En tant que parties perdantes, l’architecte et la MAF seront condamnés in solidum aux dépens d’appel, ainsi qu’à payer à la Scobe la somme de 2.500 euros au titre de l’article 700 du code de procédure civile. L’appelante, qui a intimé l’APEI sans former la moindre prétention à son encontre, sera par ailleurs condamnée à lui payer la somme de 1.000 euros à ce titre.
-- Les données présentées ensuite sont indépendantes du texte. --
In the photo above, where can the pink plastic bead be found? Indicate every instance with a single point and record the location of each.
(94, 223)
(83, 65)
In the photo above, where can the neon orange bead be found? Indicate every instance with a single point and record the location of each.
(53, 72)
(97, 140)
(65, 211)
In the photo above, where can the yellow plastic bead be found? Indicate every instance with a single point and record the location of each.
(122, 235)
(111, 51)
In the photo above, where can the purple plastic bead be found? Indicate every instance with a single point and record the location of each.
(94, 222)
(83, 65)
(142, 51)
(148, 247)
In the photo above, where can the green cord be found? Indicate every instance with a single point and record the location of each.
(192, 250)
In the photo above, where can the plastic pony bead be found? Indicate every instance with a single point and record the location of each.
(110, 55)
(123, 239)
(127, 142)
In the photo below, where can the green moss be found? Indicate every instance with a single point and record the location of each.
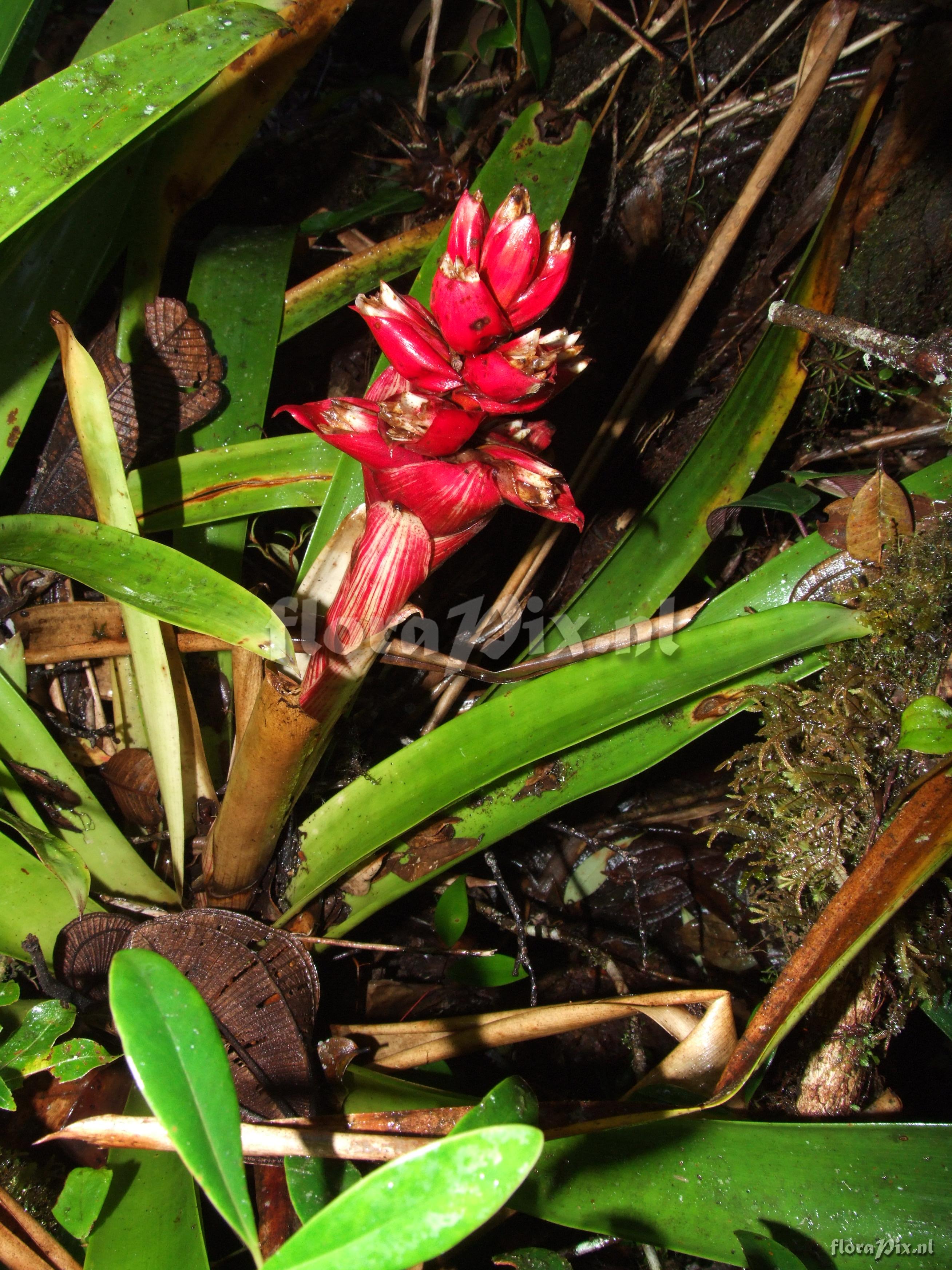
(808, 797)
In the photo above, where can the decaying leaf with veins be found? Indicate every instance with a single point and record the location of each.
(172, 388)
(879, 516)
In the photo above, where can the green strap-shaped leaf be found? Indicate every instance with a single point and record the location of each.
(151, 1208)
(63, 860)
(124, 20)
(177, 1057)
(238, 291)
(35, 902)
(503, 807)
(564, 708)
(231, 482)
(763, 1254)
(550, 173)
(21, 23)
(148, 576)
(115, 864)
(417, 1207)
(69, 125)
(314, 1183)
(452, 912)
(13, 16)
(690, 1184)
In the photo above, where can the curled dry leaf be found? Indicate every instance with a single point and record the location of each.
(879, 516)
(176, 384)
(134, 784)
(258, 982)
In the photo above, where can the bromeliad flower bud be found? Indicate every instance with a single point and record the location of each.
(426, 425)
(526, 482)
(523, 374)
(498, 276)
(410, 338)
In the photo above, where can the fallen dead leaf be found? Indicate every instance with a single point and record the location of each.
(879, 516)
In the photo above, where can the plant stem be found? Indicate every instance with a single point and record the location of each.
(931, 359)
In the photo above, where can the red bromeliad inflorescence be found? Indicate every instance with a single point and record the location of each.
(437, 459)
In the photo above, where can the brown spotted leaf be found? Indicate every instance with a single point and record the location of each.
(172, 388)
(135, 786)
(259, 983)
(879, 516)
(833, 530)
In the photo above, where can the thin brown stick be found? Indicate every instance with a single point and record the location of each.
(608, 104)
(726, 112)
(631, 32)
(258, 1141)
(885, 441)
(392, 948)
(428, 55)
(400, 653)
(931, 359)
(620, 63)
(686, 120)
(44, 1240)
(16, 1255)
(671, 331)
(188, 642)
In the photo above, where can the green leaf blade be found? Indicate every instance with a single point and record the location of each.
(82, 1199)
(178, 1060)
(525, 724)
(417, 1207)
(69, 125)
(452, 912)
(150, 577)
(151, 1207)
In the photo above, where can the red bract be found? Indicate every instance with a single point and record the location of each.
(437, 460)
(497, 276)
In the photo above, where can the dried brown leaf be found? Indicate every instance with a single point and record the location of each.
(135, 786)
(879, 516)
(172, 388)
(833, 530)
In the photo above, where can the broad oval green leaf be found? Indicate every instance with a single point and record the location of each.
(512, 1101)
(150, 577)
(314, 1183)
(518, 727)
(82, 1199)
(784, 497)
(417, 1207)
(452, 912)
(177, 1057)
(41, 1025)
(65, 127)
(487, 972)
(927, 727)
(690, 1184)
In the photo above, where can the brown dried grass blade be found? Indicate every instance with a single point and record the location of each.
(917, 844)
(258, 1141)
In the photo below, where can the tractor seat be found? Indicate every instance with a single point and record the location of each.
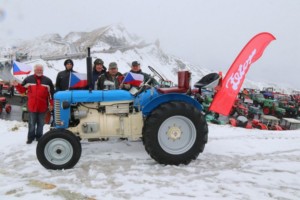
(209, 81)
(172, 90)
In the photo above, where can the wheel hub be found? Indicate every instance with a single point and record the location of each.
(174, 133)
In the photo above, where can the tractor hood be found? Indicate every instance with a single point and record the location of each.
(79, 96)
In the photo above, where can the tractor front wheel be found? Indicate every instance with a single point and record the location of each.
(58, 149)
(175, 133)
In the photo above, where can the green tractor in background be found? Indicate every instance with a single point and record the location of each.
(258, 99)
(290, 107)
(271, 107)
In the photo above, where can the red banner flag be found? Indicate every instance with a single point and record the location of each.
(235, 76)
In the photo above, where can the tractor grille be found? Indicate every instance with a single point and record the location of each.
(57, 112)
(117, 108)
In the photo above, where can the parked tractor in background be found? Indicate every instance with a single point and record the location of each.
(258, 99)
(168, 120)
(271, 107)
(268, 93)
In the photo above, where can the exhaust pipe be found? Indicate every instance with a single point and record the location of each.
(89, 70)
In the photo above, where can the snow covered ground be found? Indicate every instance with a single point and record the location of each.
(236, 164)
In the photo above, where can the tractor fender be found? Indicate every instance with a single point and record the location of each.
(154, 103)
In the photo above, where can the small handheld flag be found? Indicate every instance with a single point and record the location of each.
(77, 80)
(133, 79)
(21, 68)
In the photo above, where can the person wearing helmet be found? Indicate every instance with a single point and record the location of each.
(63, 77)
(98, 69)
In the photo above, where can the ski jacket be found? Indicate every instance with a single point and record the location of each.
(107, 77)
(96, 76)
(152, 82)
(39, 90)
(62, 80)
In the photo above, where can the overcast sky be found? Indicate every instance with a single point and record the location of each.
(207, 33)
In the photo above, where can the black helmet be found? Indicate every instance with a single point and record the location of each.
(98, 61)
(68, 61)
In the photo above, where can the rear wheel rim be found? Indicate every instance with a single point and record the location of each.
(177, 135)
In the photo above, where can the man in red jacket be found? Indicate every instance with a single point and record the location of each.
(40, 92)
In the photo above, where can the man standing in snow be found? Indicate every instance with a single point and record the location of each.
(63, 77)
(40, 91)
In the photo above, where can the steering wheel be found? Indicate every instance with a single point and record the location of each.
(156, 73)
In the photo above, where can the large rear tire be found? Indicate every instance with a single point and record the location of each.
(58, 149)
(175, 133)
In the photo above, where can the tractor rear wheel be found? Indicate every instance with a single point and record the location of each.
(58, 149)
(175, 133)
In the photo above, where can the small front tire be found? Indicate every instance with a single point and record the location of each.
(58, 149)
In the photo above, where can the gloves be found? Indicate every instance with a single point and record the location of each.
(127, 86)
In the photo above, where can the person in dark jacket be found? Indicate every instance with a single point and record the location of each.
(63, 77)
(136, 68)
(110, 80)
(40, 91)
(98, 69)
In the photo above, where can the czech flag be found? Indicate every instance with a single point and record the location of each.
(133, 79)
(78, 80)
(21, 68)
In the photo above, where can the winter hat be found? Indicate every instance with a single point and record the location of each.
(135, 63)
(68, 61)
(113, 65)
(98, 61)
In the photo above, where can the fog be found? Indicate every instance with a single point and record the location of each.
(208, 34)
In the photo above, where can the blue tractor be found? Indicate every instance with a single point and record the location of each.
(168, 120)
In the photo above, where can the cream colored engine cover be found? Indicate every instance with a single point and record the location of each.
(103, 125)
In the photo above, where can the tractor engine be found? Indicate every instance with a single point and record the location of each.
(94, 118)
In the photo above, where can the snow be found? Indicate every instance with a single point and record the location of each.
(236, 164)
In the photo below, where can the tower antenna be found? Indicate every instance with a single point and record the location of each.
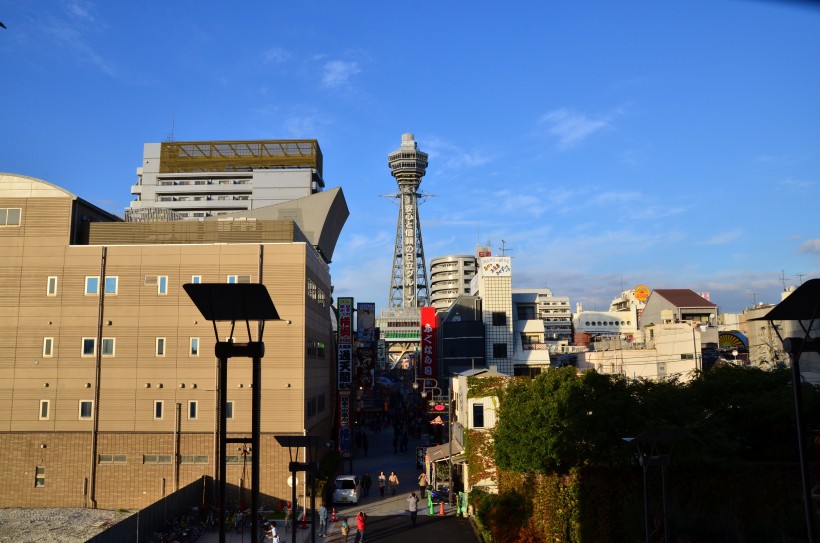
(408, 279)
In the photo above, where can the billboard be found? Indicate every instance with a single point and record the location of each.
(427, 359)
(496, 266)
(366, 321)
(345, 352)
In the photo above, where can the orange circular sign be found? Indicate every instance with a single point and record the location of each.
(642, 293)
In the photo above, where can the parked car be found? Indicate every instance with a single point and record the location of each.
(346, 489)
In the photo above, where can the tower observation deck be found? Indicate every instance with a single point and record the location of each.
(408, 282)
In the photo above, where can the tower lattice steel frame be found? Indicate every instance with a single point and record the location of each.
(408, 282)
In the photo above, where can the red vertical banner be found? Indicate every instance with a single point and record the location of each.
(427, 362)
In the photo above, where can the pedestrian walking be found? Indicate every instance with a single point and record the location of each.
(423, 485)
(344, 529)
(361, 520)
(322, 520)
(413, 507)
(382, 483)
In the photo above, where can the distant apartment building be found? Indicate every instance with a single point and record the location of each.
(450, 277)
(108, 388)
(198, 179)
(493, 284)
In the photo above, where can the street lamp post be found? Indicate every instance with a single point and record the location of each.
(236, 302)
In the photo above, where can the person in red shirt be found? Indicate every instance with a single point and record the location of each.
(361, 519)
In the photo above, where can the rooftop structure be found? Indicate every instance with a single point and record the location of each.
(211, 178)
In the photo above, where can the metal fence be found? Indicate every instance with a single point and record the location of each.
(140, 527)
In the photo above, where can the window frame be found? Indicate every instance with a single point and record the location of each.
(47, 405)
(7, 212)
(93, 352)
(476, 416)
(52, 284)
(162, 285)
(48, 347)
(90, 404)
(112, 341)
(88, 282)
(114, 281)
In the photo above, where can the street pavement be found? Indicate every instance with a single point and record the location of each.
(387, 517)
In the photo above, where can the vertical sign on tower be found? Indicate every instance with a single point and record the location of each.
(427, 360)
(345, 373)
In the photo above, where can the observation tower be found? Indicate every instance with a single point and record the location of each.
(408, 280)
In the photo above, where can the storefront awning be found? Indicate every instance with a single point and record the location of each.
(442, 452)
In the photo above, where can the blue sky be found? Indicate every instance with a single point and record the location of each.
(609, 144)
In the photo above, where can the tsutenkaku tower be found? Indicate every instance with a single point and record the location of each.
(408, 281)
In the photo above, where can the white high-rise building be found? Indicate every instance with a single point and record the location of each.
(194, 180)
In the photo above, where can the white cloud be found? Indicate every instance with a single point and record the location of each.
(276, 55)
(338, 72)
(811, 246)
(724, 238)
(571, 127)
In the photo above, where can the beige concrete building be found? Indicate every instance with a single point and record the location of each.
(107, 372)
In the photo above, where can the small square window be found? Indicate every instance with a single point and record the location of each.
(51, 288)
(89, 346)
(111, 284)
(92, 285)
(108, 345)
(86, 409)
(48, 347)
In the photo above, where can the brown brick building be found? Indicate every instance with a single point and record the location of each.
(101, 348)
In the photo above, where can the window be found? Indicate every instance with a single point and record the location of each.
(111, 284)
(89, 346)
(10, 216)
(108, 346)
(92, 285)
(113, 459)
(86, 409)
(194, 459)
(48, 347)
(51, 287)
(156, 458)
(478, 415)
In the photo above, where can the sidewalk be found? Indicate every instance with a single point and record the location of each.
(388, 517)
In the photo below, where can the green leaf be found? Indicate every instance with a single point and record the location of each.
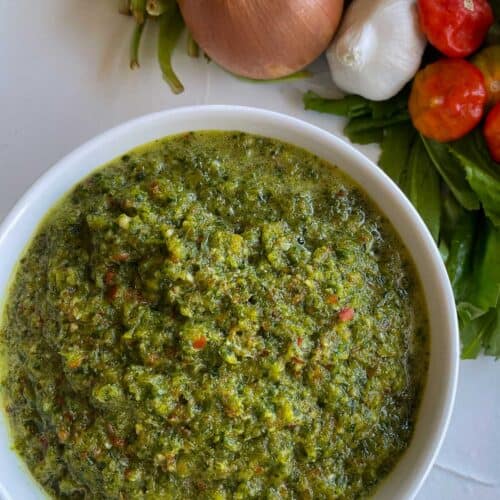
(491, 340)
(461, 246)
(481, 172)
(350, 106)
(485, 292)
(396, 146)
(452, 172)
(468, 312)
(474, 333)
(421, 185)
(364, 124)
(488, 190)
(354, 106)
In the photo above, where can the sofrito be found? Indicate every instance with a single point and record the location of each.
(214, 315)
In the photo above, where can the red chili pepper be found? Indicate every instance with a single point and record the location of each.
(199, 343)
(457, 28)
(488, 61)
(447, 99)
(491, 132)
(346, 314)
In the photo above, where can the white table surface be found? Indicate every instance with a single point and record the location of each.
(64, 78)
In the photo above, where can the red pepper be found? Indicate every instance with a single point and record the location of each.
(457, 28)
(491, 132)
(447, 99)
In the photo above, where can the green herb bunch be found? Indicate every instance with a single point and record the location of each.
(455, 187)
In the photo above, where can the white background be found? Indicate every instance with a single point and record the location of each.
(64, 78)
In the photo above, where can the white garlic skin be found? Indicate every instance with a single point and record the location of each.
(378, 48)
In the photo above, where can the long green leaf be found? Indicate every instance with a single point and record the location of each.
(363, 124)
(421, 185)
(396, 146)
(482, 173)
(486, 271)
(452, 172)
(491, 342)
(350, 106)
(474, 333)
(461, 246)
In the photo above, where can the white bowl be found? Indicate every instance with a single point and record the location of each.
(17, 229)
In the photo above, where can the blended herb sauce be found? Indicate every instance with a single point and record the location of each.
(214, 315)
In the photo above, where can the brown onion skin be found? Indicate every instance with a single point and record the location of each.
(262, 39)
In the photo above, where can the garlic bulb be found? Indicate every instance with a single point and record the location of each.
(262, 39)
(378, 48)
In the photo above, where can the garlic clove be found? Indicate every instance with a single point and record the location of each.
(378, 48)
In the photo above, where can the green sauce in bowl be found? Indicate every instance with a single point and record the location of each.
(214, 315)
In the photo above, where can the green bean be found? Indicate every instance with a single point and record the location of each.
(171, 25)
(156, 7)
(138, 8)
(192, 49)
(135, 44)
(124, 7)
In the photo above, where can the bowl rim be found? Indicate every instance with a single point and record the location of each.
(275, 119)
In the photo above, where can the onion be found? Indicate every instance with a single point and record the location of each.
(262, 39)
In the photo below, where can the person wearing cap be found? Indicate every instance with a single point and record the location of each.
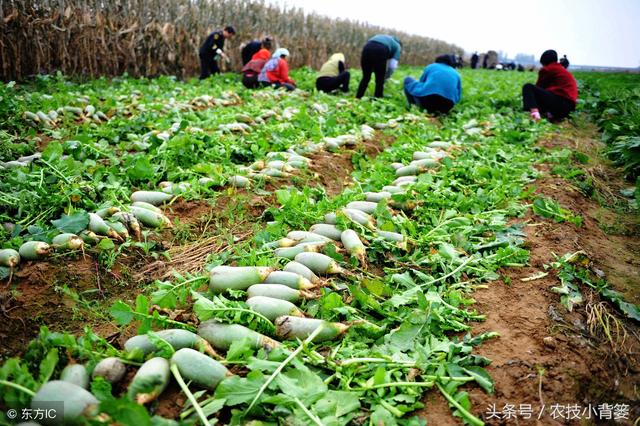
(380, 56)
(333, 75)
(275, 72)
(554, 94)
(439, 87)
(256, 49)
(212, 49)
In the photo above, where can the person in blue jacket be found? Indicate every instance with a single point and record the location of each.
(438, 89)
(380, 56)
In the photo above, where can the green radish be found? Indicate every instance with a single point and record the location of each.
(129, 221)
(9, 258)
(291, 328)
(152, 197)
(89, 237)
(100, 227)
(238, 181)
(410, 170)
(147, 206)
(31, 116)
(67, 241)
(282, 242)
(330, 218)
(150, 218)
(326, 230)
(177, 338)
(221, 336)
(73, 110)
(43, 117)
(112, 369)
(107, 211)
(353, 245)
(291, 252)
(393, 189)
(237, 277)
(405, 179)
(376, 197)
(300, 269)
(290, 279)
(302, 235)
(76, 401)
(153, 372)
(34, 250)
(297, 164)
(426, 163)
(421, 155)
(274, 173)
(360, 217)
(364, 206)
(273, 307)
(277, 291)
(199, 368)
(120, 228)
(440, 144)
(76, 374)
(319, 263)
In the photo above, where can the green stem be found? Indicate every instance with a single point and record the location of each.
(18, 387)
(282, 365)
(185, 389)
(309, 414)
(473, 420)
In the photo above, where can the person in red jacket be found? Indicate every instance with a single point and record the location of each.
(554, 94)
(276, 71)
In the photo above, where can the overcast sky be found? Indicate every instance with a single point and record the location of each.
(589, 32)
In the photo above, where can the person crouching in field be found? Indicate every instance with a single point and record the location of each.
(380, 57)
(212, 50)
(256, 49)
(438, 89)
(554, 94)
(275, 72)
(333, 75)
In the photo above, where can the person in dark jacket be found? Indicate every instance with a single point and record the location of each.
(554, 94)
(253, 47)
(333, 75)
(212, 49)
(438, 89)
(380, 57)
(474, 60)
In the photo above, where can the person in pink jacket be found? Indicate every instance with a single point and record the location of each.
(276, 71)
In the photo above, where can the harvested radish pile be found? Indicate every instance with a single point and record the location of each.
(330, 309)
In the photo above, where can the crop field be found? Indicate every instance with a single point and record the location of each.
(185, 252)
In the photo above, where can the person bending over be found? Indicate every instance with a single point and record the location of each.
(333, 75)
(438, 89)
(380, 57)
(212, 50)
(275, 72)
(555, 93)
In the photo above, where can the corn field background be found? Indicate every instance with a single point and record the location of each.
(148, 38)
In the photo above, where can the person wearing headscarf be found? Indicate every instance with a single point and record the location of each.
(212, 50)
(380, 56)
(276, 71)
(554, 94)
(333, 75)
(438, 89)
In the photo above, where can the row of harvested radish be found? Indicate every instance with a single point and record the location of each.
(108, 222)
(196, 359)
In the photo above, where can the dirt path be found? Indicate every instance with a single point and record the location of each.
(548, 367)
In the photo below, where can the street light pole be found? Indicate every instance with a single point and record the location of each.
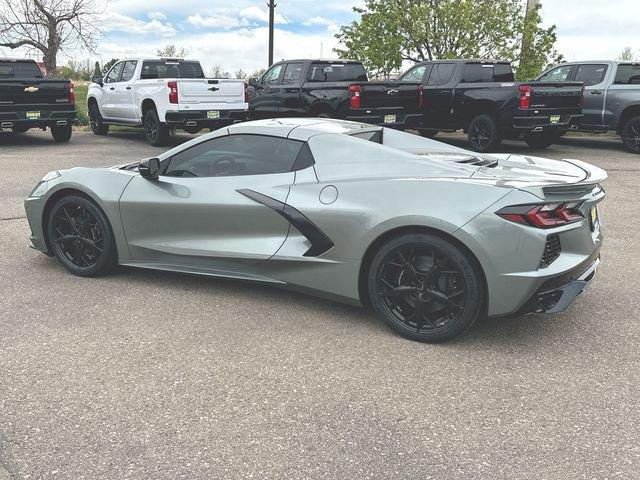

La demande formée de ce chef par M. [A] et son assureur sera enfin rejetée.
PAR CES MOTIFS
La cour, statuant publiquement, par arrêt contradictoire, après en avoir délibéré conformément à la loi, dans les limites de sa saisine,
Infirme le jugement rendu le 5 janvier 2023 par le tribunal judiciaire de Chambéry en ce qu’il a :
— condamné la Société Cote d’Orienne de Bardage et d’Etanchéité (SCOBE) à relever et garantir Monsieur [G] [A] et la Société d’assurance Mutuelle des Architectes Français (MAF), à hauteur de la somme de 10.352 euros TTC au titre des désordres affectant ses travaux,
— condamné la Société Cote d’Orienne de Bardage et d’Etanchéité (SCOBE) à payer à Monsieur [G] [A] et la Société d’assurance Mutuelle des Architectes Français (MAF) la somme de 1.500 euros en application des dispositions de l’article 700 du code de procédure civile,
— débouté la Société Cote d’Orienne de Bardage et d’Etanchéité (SCOBE) de sa demande formée au titre de l’article 700 du code de procédure civile,
— condamné la Société Cote d’Orienne de Bardage et d’Etanchéité (SCOBE) à relever et garantir Monsieur [G] [A] et la Société d’assurance Mutuelle des Architectes Français (MAF) de leur condamnation aux dépens dans la proportion de 2 % de leur montant,
Statuant à nouveau des chefs infirmés et ajoutant,
Rejette l’appel en garantie formé par Monsieur [G] [A] et la Société d’assurance Mutuelle des Architectes Français (MAF) à l’encontre de la Société Cote d’Orienne de Bardage et d’Etanchéité (SCOBE) au titre des désordres affectant ses travaux,
Rejette l’appel en garantie formé par Monsieur [G] [A] et la Société d’assurance Mutuelle des Architectes Français (MAF) à l’encontre de la Société Cote d’Orienne de Bardage et d’Etanchéité (SCOBE) au titre des dépens,
Confirme le jugement entrepris en ce qu’il a rejeté la demande de dommages et intérêts pour procédure abusive formée par la Société Cote d’Orienne de Bardage et d’Etanchéité (SCOBE),
Condamne in solidum Monsieur [G] [A] et la Société d’assurance Mutuelle des Architectes Français (MAF) aux dépens d’appel, avec distraction au profit de Maître Julien Bétemps,
Condamne in solidum Monsieur [G] [A] et la Société d’assurance Mutuelle des Architectes Français (MAF) à payer à la SAS Société Cote d’Orienne de Bardage et d’Etanchéité (SCOBE) la somme de 2.500 euros au titre de l’article 700 du code de procédure civile,
Condamne la SAS Société Cote d’Orienne de Bardage et d’Etanchéité (SCOBE) à payer à l’association des personnes handicapées mentales, de leurs parents et de leurs amis (APEI) de [Localité 1] la somme de 1.000 euros au titre de l’article 700 du code de procédure civile,
Rejette la demande formée en première instance et en appel par M. [G] [A] et la société Mutuelle des Architectes Français (MAF) au titre de l’article 700 du code de procédure civile.
Arrêt Contradictoire rendu publiquement par mise à disposition de l’arrêt au greffe de la Cour, les parties en ayant été préalablement avisées dans les conditions prévues au deuxième alinéa de l’article 450 du code de procédure civile,
et signé par Nathalie HACQUARD, Présidente et Sylvie LAVAL, Greffier.